Les Grands de ce monde s'expriment dans

DST: SERVICE SECRET OU SERVICE DISCRET ?

Il n'est pas une rentrée littéraire, en France, sans qu'un ouvrage plus ou moins sulfureux consacré aux activités de la DST (Direction de la surveillance du territoire) ne trouve sa place sur les présentoirs des librairies. Placé sous l'autorité du ministre de l'Intérieur, au sein de la Direction générale de la police nationale, ce service de renseignement chargé du contre-espionnage suscite bien des fantasmes, certainement plus qu'il ne recèle de secrets. En prenant sa tête, en juillet 2002, Pierre de Bousquet de Florian a, en tout cas, décidé de jouer la carte de la transparence. Ce faisant, ce grand commis de l'Etat, issu des rangs de l'ENA, ne cherche pas à briser l'imaginaire des lecteurs de romans d'espionnage. Il est en effet persuadé que ce souci d'ouverture, loin de nuire à l'efficacité de son service, le renforcera. En cette période troublée, où les attentats spectaculaires visant les intérêts occidentaux ou les communautés juives à travers le monde se succèdent sur un rythme soutenu, cette évolution intrigue à juste titre. Depuis sa nomination, le directeur de la DST a accordé plusieurs interviews à la presse. Mais jamais il ne s'était confié aussi longuement que dans l'entretien que nous publions ci-dessous.

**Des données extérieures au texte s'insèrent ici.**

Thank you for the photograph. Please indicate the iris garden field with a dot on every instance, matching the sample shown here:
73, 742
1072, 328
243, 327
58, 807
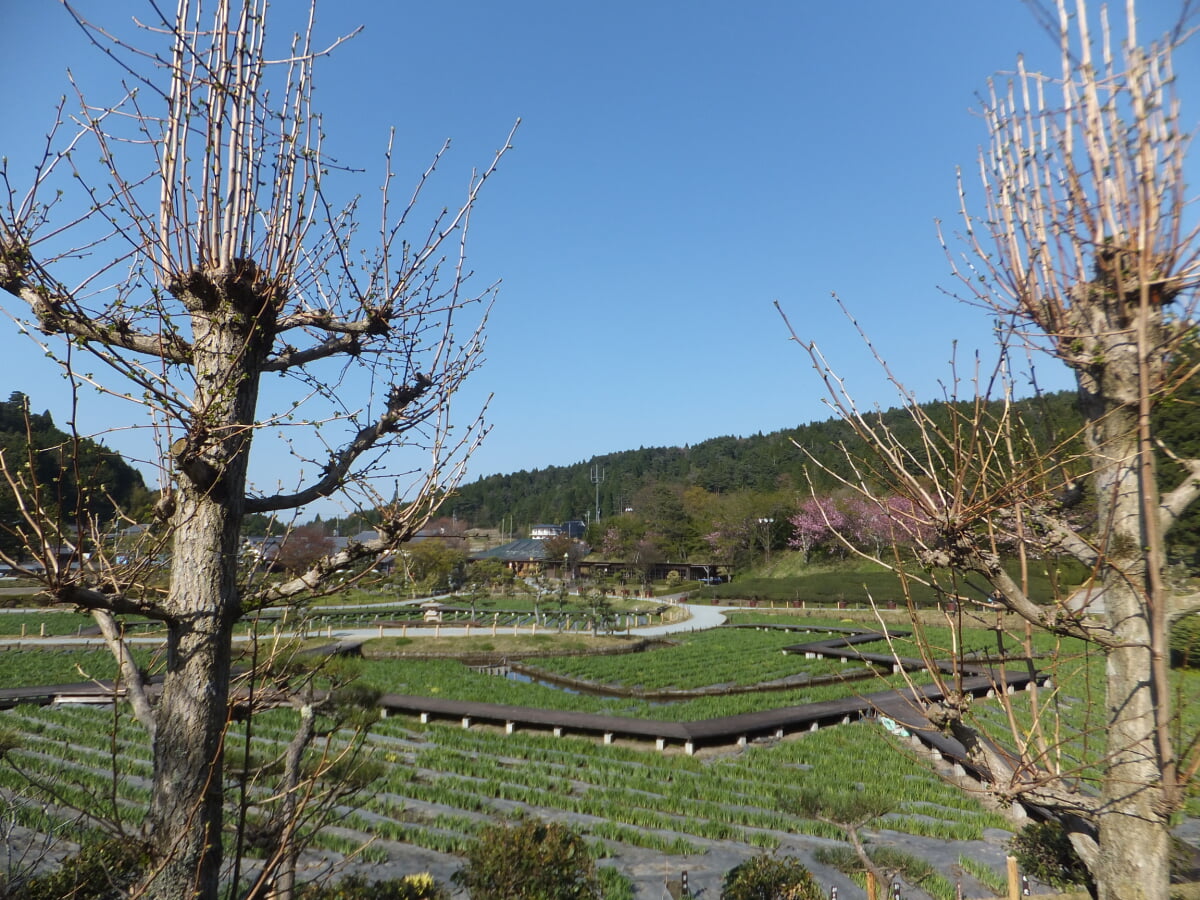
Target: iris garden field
430, 787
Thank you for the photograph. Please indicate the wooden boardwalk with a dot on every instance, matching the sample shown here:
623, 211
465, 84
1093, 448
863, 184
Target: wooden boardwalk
901, 706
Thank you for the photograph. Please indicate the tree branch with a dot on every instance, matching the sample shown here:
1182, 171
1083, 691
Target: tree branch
57, 313
391, 421
1174, 504
131, 676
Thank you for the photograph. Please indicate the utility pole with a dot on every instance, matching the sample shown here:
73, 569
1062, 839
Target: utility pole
598, 479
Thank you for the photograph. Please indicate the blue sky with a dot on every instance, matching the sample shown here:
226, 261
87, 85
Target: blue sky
679, 168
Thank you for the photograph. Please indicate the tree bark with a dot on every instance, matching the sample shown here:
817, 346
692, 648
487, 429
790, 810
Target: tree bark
233, 328
1134, 817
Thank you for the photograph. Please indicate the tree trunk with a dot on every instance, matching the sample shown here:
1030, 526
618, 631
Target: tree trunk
1134, 837
1134, 820
232, 329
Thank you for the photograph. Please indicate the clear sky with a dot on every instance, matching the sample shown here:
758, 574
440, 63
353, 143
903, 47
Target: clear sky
681, 166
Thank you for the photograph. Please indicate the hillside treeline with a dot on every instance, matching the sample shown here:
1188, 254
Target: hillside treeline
735, 499
759, 463
72, 478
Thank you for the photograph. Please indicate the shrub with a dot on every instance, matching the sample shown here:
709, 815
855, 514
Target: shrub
1043, 851
355, 887
535, 859
101, 871
767, 877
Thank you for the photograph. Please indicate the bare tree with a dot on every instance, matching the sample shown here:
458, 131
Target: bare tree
1086, 251
225, 258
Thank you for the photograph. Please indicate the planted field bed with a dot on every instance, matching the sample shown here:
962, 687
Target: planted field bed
649, 814
441, 784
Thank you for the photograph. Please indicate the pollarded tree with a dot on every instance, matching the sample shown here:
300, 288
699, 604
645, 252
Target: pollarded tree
1086, 250
226, 259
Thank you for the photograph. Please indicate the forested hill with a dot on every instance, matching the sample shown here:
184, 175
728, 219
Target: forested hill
760, 463
63, 471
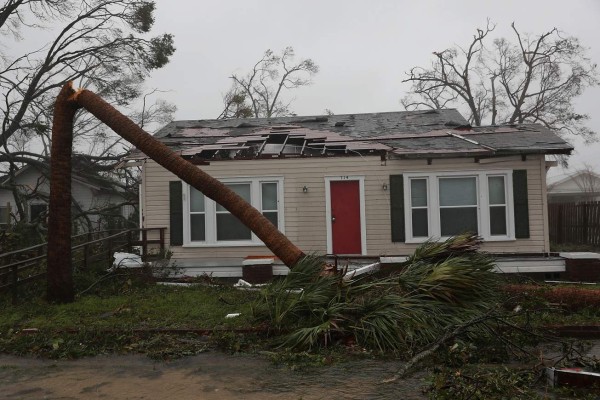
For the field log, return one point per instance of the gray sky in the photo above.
(363, 48)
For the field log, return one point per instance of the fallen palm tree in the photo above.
(60, 281)
(441, 286)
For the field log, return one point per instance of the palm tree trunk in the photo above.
(277, 242)
(60, 275)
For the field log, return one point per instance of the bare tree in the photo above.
(259, 92)
(534, 79)
(103, 45)
(588, 182)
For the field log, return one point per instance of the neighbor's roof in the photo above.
(406, 134)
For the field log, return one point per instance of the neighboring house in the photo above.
(92, 194)
(577, 187)
(364, 184)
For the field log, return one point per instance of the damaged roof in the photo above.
(404, 134)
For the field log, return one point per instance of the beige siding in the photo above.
(305, 215)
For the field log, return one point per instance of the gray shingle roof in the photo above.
(406, 134)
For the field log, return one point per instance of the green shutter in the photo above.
(397, 207)
(521, 204)
(176, 213)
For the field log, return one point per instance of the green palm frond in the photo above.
(441, 286)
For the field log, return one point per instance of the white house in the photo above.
(92, 196)
(360, 184)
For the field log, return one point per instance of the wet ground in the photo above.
(211, 376)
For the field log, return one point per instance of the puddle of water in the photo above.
(211, 376)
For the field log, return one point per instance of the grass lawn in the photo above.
(124, 323)
(156, 306)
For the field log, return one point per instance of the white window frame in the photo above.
(483, 206)
(210, 207)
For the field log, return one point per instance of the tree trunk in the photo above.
(60, 274)
(277, 242)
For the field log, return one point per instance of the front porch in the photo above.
(539, 266)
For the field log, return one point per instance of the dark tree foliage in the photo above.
(104, 45)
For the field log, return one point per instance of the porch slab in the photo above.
(232, 267)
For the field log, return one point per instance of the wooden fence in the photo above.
(21, 267)
(575, 223)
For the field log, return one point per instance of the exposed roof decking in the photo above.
(414, 134)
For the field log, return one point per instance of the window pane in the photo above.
(36, 211)
(496, 189)
(418, 192)
(498, 220)
(197, 228)
(419, 221)
(196, 200)
(455, 221)
(271, 216)
(230, 228)
(242, 189)
(269, 196)
(458, 191)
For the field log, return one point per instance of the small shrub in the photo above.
(567, 297)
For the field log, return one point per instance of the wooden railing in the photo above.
(21, 267)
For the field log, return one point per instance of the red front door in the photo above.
(345, 217)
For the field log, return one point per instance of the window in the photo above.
(210, 224)
(4, 215)
(419, 207)
(447, 204)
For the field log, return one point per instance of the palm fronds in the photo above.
(441, 286)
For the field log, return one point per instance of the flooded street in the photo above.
(208, 376)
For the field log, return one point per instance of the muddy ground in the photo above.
(211, 376)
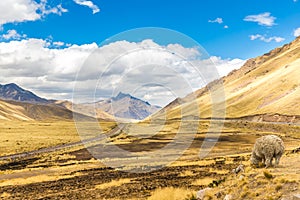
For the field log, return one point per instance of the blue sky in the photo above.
(80, 26)
(43, 43)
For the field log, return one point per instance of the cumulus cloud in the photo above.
(145, 69)
(12, 34)
(225, 66)
(263, 19)
(297, 32)
(89, 4)
(266, 39)
(26, 10)
(217, 20)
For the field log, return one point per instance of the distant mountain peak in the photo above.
(121, 95)
(127, 106)
(14, 92)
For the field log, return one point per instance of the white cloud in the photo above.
(51, 72)
(46, 9)
(12, 34)
(217, 20)
(58, 44)
(297, 32)
(264, 19)
(225, 66)
(26, 10)
(266, 39)
(89, 4)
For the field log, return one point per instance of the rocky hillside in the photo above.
(23, 111)
(127, 106)
(266, 88)
(14, 92)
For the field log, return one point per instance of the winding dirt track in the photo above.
(64, 146)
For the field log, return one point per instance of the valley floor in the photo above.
(72, 173)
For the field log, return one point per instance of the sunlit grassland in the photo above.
(18, 136)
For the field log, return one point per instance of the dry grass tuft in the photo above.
(113, 183)
(268, 175)
(171, 193)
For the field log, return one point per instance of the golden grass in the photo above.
(171, 193)
(19, 136)
(204, 181)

Plus de trois ans après le choc des attentats du 11 septembre 2001, la lutte contre le terrorisme international constitue plus que jamais la priorité des services occidentaux. La multiplication des attentats au cours de ces derniers mois - en Tunisie, au Maroc, en Turquie, au Pakistan ou encore en Indonésie - représente un redoutable défi pour la communauté internationale entière : comment neutraliser les groupes liés au réseau Al Qaïda, ou qui revendiquent son patronage, sans s'écarter des règles du droit ?

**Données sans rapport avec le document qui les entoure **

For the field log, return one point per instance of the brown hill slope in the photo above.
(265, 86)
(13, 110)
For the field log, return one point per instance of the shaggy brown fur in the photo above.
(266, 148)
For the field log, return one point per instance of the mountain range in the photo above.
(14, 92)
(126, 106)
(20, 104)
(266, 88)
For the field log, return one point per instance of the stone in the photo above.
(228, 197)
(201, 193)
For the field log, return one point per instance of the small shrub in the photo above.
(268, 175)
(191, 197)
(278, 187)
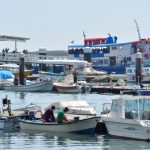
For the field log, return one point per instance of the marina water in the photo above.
(41, 141)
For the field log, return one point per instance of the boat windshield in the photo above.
(135, 109)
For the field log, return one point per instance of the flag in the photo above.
(72, 42)
(84, 35)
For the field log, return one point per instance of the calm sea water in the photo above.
(42, 141)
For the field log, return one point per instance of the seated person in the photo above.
(49, 115)
(61, 115)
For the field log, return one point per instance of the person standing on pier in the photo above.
(75, 75)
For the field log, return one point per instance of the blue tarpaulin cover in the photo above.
(6, 75)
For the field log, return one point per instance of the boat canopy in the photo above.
(79, 107)
(6, 75)
(65, 62)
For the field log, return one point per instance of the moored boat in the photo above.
(35, 87)
(129, 117)
(86, 125)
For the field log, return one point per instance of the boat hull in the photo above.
(64, 88)
(37, 87)
(127, 128)
(79, 126)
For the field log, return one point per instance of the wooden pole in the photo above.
(21, 69)
(138, 67)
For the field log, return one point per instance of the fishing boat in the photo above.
(75, 126)
(79, 107)
(131, 74)
(34, 87)
(68, 85)
(62, 67)
(14, 69)
(82, 119)
(67, 88)
(142, 90)
(129, 117)
(6, 78)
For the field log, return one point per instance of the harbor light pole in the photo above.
(21, 68)
(138, 67)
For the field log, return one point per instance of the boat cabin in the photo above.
(135, 107)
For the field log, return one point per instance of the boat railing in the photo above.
(106, 108)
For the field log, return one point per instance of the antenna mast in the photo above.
(138, 30)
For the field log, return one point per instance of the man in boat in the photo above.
(15, 81)
(49, 115)
(61, 115)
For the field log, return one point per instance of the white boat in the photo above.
(14, 69)
(129, 117)
(66, 88)
(131, 74)
(1, 124)
(79, 107)
(35, 87)
(82, 119)
(6, 78)
(67, 85)
(84, 68)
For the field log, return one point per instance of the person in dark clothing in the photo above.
(15, 81)
(75, 74)
(49, 115)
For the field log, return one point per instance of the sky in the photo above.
(53, 24)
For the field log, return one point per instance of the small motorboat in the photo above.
(86, 125)
(129, 117)
(82, 119)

Il y a à peine vingt ans, les pays occidentaux combattaient encore les visées déstabilisatrices de l'ennemi idéologique numéro un, le communisme. Après la chute du mur de Berlin, l'ex-" monde libre " a pu croire, un temps, aux prédictions de Francis Fukuyama sur la " fin de l'Histoire ". Cette illusion aura été de courte durée : au-delà de divisions ponctuelles comme celles qui ont opposé le " camp de la paix " aux "interventionnistes" sur la question de l'Irak, le monde occidental fait face à un même ennemi. Un adversaire sans doute plus difficile à combattre que le défunt bloc soviétique car, comme le souligne ici le patron de la DST, il n'est point de négociation possible avec lui. Une chose est sûre : cette nouvelle donne a, incontestablement, replacé les services de renseignement au cœur des préoccupations des gouvernants.

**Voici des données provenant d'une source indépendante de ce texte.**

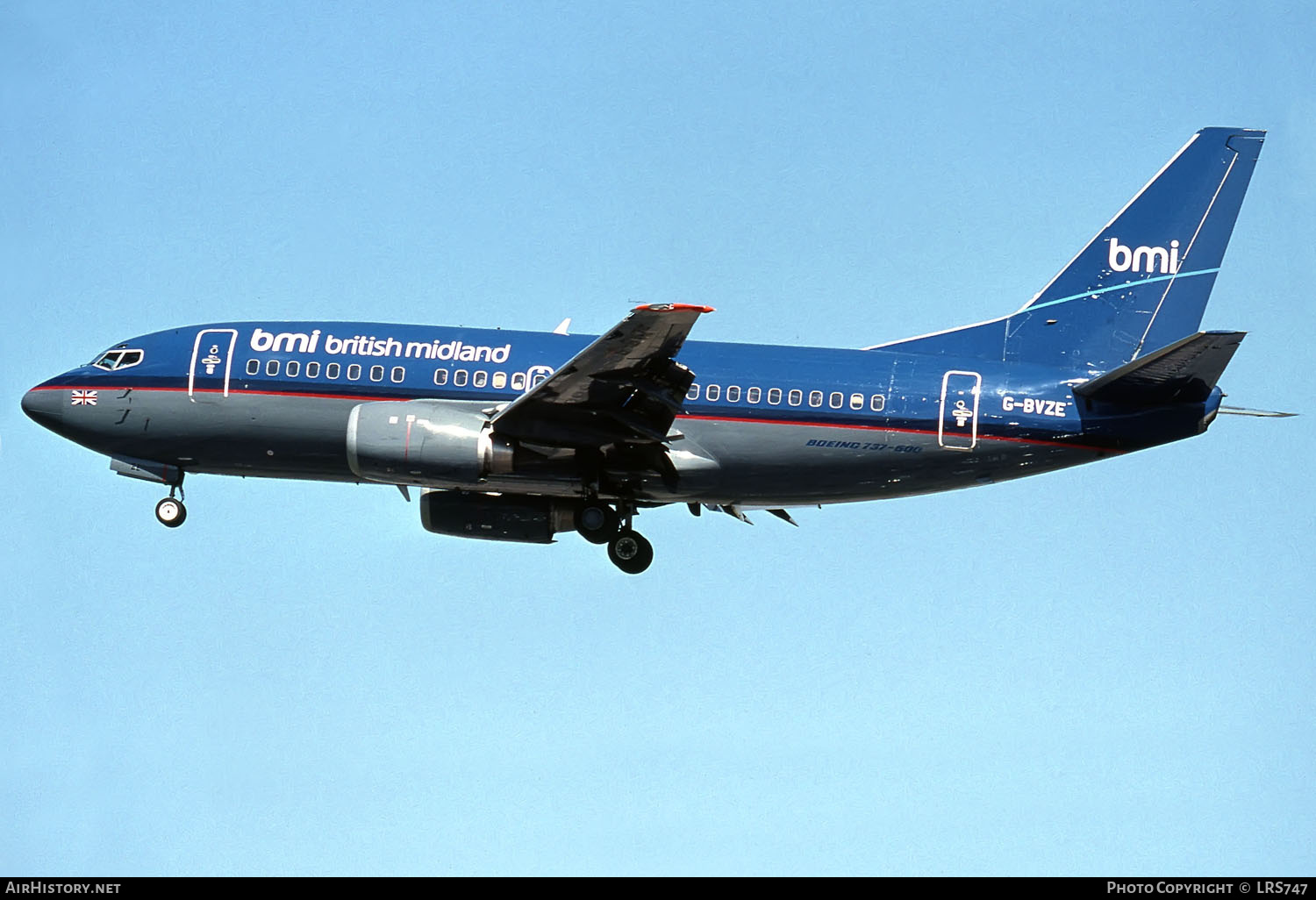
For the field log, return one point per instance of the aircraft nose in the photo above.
(44, 407)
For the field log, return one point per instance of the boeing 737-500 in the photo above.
(516, 436)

Avec une grande franchise, Pierre de Bousquet de Florian évoque les menaces qui pèsent sur l'Hexagone. Il décrit les nouveaux visages du terrorisme international et détaille les récentes affaires dans lesquelles la DST a joué un rôle de premier plan. Il n'esquive aucune des questions sensibles que nous avons souhaité lui poser. Quel est l'état de la coopération avec les services américains ? Une intégration accrue du renseignement au sein de l'Union européenne est-elle envisageable et souhaitable ? Les pays placés dans l'"Axe du mal" par George W. Bush et ceux qui ont été récemment stigmatisés pour leur attitude ambiguë envers le terrorisme international sont-ils réellement passés à l'action contre les "djihadistes" ? L'intervention anglo-américaine en Irak va-t-elle se traduire par une multiplication des attentats visant des intérêts occidentaux, comme le craignaient avant la guerre les responsables politiques français, ou peut-elle, au contraire, affaiblir durablement les structures terroristes internationales ? Pierre de Bousquet de Florian s'explique également en profondeur sur les évolutions qu'il souhaite imprimer à son service, notamment en ce qui concerne le renseignement économique, traditionnellement délaissé dans l'Hexagone.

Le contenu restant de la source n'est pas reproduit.